Saturday, January 14, 2012

52 Weeks of Abundant Genealogy - Favorite Free Online Tool


I feel somewhat like a broken record responding to this prompt. Because my favorite and most helpful free online tool has been and continues to be the Fulton History website.

Although other sites are frequently used, like Linkpendium, for those of us tracing Upstate New York ancestors, Fulton History remains the go-to site.

At this point over 18,269,000 newspaper pages are name searchable; that number changes frequently as new pages are scanned and put online.  There are now many newspaper pages from New York City, and into Connecticut.

The Fulton History site is a wonderful research tool for filling in the dash of your ancestors’ lives.  You learn about the friends and family they visited, to what church or civic committees the belonged, if they were active politically or ran for public office, and their obits provide a wealth of information. 

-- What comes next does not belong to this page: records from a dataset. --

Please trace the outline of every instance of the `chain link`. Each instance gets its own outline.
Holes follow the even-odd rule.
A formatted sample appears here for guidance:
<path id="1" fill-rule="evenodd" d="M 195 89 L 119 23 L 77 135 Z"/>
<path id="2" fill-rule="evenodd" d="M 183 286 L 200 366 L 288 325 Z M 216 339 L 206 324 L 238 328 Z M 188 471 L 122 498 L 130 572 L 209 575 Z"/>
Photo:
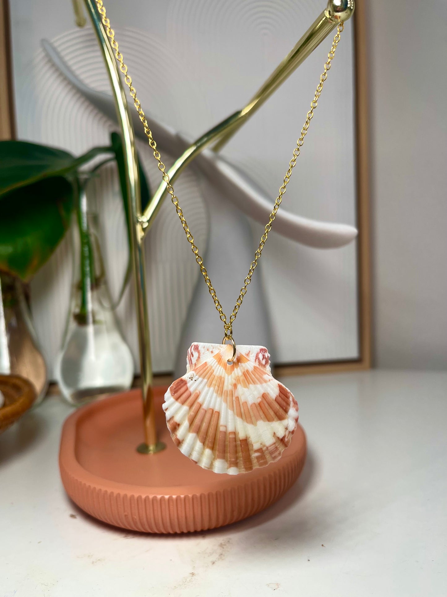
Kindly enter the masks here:
<path id="1" fill-rule="evenodd" d="M 216 294 L 216 291 L 214 290 L 214 287 L 211 283 L 211 280 L 210 279 L 209 276 L 208 275 L 208 272 L 206 270 L 206 267 L 203 263 L 203 259 L 200 256 L 198 253 L 198 249 L 197 248 L 194 242 L 194 236 L 193 236 L 191 230 L 190 230 L 189 226 L 187 223 L 185 219 L 185 216 L 183 215 L 183 211 L 182 208 L 179 204 L 178 198 L 174 193 L 174 187 L 170 184 L 169 175 L 166 171 L 166 166 L 162 161 L 162 156 L 160 152 L 157 149 L 157 143 L 156 143 L 153 137 L 152 136 L 152 131 L 149 128 L 149 125 L 147 123 L 147 120 L 146 119 L 146 116 L 143 112 L 143 109 L 141 107 L 141 104 L 140 104 L 138 99 L 136 97 L 136 91 L 135 87 L 133 86 L 132 83 L 132 78 L 129 75 L 128 72 L 128 67 L 124 63 L 124 59 L 123 58 L 123 54 L 119 51 L 119 47 L 118 45 L 118 42 L 115 39 L 115 32 L 110 26 L 110 21 L 107 17 L 105 15 L 105 7 L 104 5 L 103 0 L 95 0 L 97 6 L 98 7 L 98 11 L 102 17 L 103 24 L 105 27 L 105 32 L 107 34 L 108 37 L 110 39 L 110 45 L 115 52 L 115 57 L 120 65 L 120 70 L 121 72 L 125 76 L 125 82 L 126 85 L 129 87 L 129 91 L 131 94 L 131 97 L 134 100 L 134 104 L 136 111 L 138 113 L 138 116 L 139 116 L 139 119 L 142 123 L 143 127 L 144 127 L 144 133 L 147 137 L 148 141 L 149 142 L 149 145 L 152 149 L 154 153 L 154 157 L 158 162 L 158 167 L 160 171 L 162 173 L 163 180 L 166 183 L 166 190 L 170 195 L 171 201 L 172 202 L 173 205 L 175 207 L 176 211 L 177 212 L 177 215 L 179 217 L 180 221 L 181 222 L 182 226 L 183 226 L 183 229 L 185 230 L 185 233 L 186 234 L 187 239 L 188 242 L 191 245 L 191 248 L 193 253 L 195 256 L 195 261 L 198 264 L 200 268 L 200 271 L 201 272 L 202 275 L 205 280 L 207 286 L 208 287 L 208 290 L 209 291 L 211 297 L 214 301 L 214 304 L 216 306 L 216 309 L 217 309 L 221 320 L 224 323 L 224 328 L 225 330 L 225 337 L 227 340 L 231 340 L 232 338 L 232 324 L 234 320 L 236 319 L 236 316 L 237 315 L 238 311 L 242 304 L 242 301 L 244 300 L 244 297 L 247 292 L 247 288 L 252 281 L 252 276 L 253 275 L 253 272 L 257 265 L 257 262 L 259 258 L 262 253 L 262 250 L 264 248 L 264 245 L 267 240 L 267 237 L 268 236 L 269 232 L 272 229 L 272 224 L 275 221 L 276 217 L 276 214 L 278 210 L 280 208 L 281 201 L 283 201 L 283 196 L 285 192 L 285 189 L 287 184 L 290 180 L 290 177 L 291 176 L 292 170 L 295 167 L 296 164 L 296 160 L 300 155 L 301 150 L 301 147 L 303 146 L 304 143 L 304 139 L 308 133 L 308 129 L 311 124 L 311 121 L 313 117 L 313 112 L 316 107 L 318 103 L 318 99 L 321 94 L 321 91 L 323 88 L 323 84 L 327 78 L 328 71 L 331 68 L 331 63 L 334 59 L 334 56 L 335 56 L 335 51 L 337 48 L 337 46 L 340 41 L 340 34 L 343 30 L 344 23 L 343 21 L 340 23 L 337 27 L 337 33 L 336 33 L 332 42 L 332 47 L 328 54 L 328 60 L 325 63 L 324 67 L 324 72 L 321 74 L 319 78 L 319 83 L 318 84 L 316 90 L 315 91 L 315 94 L 313 99 L 311 102 L 311 109 L 307 113 L 306 117 L 306 122 L 303 125 L 303 128 L 301 129 L 301 134 L 299 139 L 296 142 L 296 146 L 293 150 L 293 155 L 292 156 L 292 159 L 288 163 L 288 170 L 285 173 L 285 176 L 283 180 L 283 184 L 280 187 L 280 190 L 278 192 L 278 196 L 275 200 L 275 205 L 273 209 L 272 210 L 272 213 L 270 214 L 270 217 L 269 218 L 269 221 L 266 224 L 264 232 L 261 236 L 260 241 L 259 242 L 259 245 L 257 247 L 255 253 L 254 259 L 252 261 L 250 265 L 250 269 L 249 270 L 249 273 L 247 275 L 246 278 L 244 280 L 244 285 L 241 288 L 241 291 L 239 293 L 239 296 L 238 297 L 237 300 L 236 301 L 234 308 L 232 310 L 231 315 L 229 316 L 229 319 L 227 320 L 226 316 L 225 313 L 224 313 L 224 310 L 222 309 L 222 305 L 218 298 L 217 295 Z"/>

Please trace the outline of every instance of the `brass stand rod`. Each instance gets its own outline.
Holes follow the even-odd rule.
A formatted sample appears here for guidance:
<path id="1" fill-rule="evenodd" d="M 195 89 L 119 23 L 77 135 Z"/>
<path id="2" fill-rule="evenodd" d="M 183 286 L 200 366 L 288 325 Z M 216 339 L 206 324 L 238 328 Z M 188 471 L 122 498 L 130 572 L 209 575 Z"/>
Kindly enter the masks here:
<path id="1" fill-rule="evenodd" d="M 135 282 L 144 414 L 145 444 L 139 447 L 138 450 L 139 451 L 153 453 L 162 449 L 162 447 L 157 442 L 155 425 L 149 319 L 146 297 L 144 256 L 142 244 L 143 236 L 141 226 L 139 221 L 139 216 L 141 213 L 141 200 L 139 193 L 138 165 L 134 138 L 134 128 L 115 57 L 108 42 L 107 33 L 101 23 L 100 17 L 97 11 L 95 1 L 94 0 L 84 0 L 84 2 L 91 20 L 93 29 L 98 38 L 100 48 L 108 73 L 123 139 L 129 213 L 131 214 L 129 224 L 130 251 L 132 256 Z"/>
<path id="2" fill-rule="evenodd" d="M 213 150 L 219 151 L 323 39 L 327 37 L 337 23 L 340 21 L 347 20 L 353 11 L 354 0 L 329 0 L 326 9 L 308 29 L 245 107 L 219 122 L 200 137 L 175 161 L 167 171 L 171 183 L 173 183 L 183 169 L 206 147 L 214 143 Z M 167 194 L 166 183 L 162 181 L 140 218 L 144 236 L 146 235 L 152 226 Z"/>

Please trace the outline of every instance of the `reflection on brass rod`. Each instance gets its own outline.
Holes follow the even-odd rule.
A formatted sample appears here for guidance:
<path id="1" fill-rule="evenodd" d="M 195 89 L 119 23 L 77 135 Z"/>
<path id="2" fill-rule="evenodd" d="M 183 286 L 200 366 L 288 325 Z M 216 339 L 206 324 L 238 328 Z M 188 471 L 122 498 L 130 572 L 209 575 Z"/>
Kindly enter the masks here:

I learned of the unbelievable tragic events of 1904 that affected the Washington Hardenbrook family, and that my great-grandparents Enos and Laura Wortman Hardenbrook worked in a small Willow Creek Evaporator plant before they were married.

From Fulton History I learned that one of my relatives, Bertha H. La Clair, worked at the Craig Colony for epileptics in Sonyea, New York.  The Craig Colony was set up about 1896 to house 200 epileptics (many from Madison County) that were deemed to be self-supporting – to serve the indigent and not the insane. However, the colony, only reaching 50% self-sufficiency, received funding from Madison County as well as the state of New York.

And thanks to the Fulton History website, we continue to find very interesting articles on the elusive Lena Stanley Myers Blaskett and her ill-fated marriage to Joseph Myers, pretty much disputing the fact that although they both testified in their divorce hearing the marriage was never consummated….the newspaper articles found on Fulton History lead you to believe otherwise.  Determining the father of Lena’s son remains our great mystery to solve.

Thank you, Mr. Tryniski for providing genealogists with such a great resource!